Kus stopped, activated his flashers, and brought his fire extinguisher to the scene to see what could be done to help. The driver appeared alright physically, but seemed like he was in shock. Kus helped him out of his vehicle so he could be checked by a paramedic team that stopped by on its way to another emergency.

After determining that the man’s life was not in immediate danger, that team told Kus that other paramedics would be along soon, and kept going to its original destination. A police officer from another jurisdiction stopped as well, but he said he had no authority and would simply wait with Kus and the motorist until local personnel arrived.

While Kus and the officer discussed what had taken place, Kus noticed something strange out of the corner of his eye: the man was stepping across the white line onto the extremely busy highway. He instinctively lunged forward and pulled the disoriented man back to safety. At the officer’s request, Kus returned the man to his car for his protection, staying with him for at least 40 minutes until the medics arrived. At one point, the disoriented man tried to start his ignition, so Kus took his keys away. Kus stayed on the scene to answer questions and make sure the man was in good hands before continuing on his way.

“He was within a foot of being hit by a whizzing car,” said Kus, who is a volunteer firefighter and a former member of the U.S. Army National Guard. “He was just casually walking into a four-lane highway without a care in the world.

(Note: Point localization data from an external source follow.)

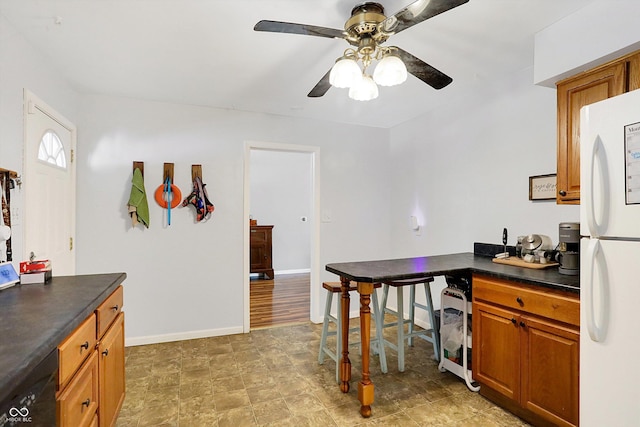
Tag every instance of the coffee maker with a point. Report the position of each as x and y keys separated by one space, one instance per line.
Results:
x=569 y=248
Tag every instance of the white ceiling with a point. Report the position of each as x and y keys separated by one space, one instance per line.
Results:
x=205 y=52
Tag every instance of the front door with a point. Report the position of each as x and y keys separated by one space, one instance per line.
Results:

I think he may have had a diabetic issue because he told me he hadn’t taken his medicine that morning.”

For helping the man, Kus, who has been driving for about three years, has been presented with a Highway Angel lapel pin, certificate, and patch. Swift Transportation also received a certificate acknowledging that one of its drivers is a Highway Angel.

TCA’s Highway Angel program is sponsored by Internet Truckstop. Since the program’s inception in August 1997, hundreds of drivers have been recognized as Highway Angels for the unusual kindness, courtesy, and courage they have shown others while on the job.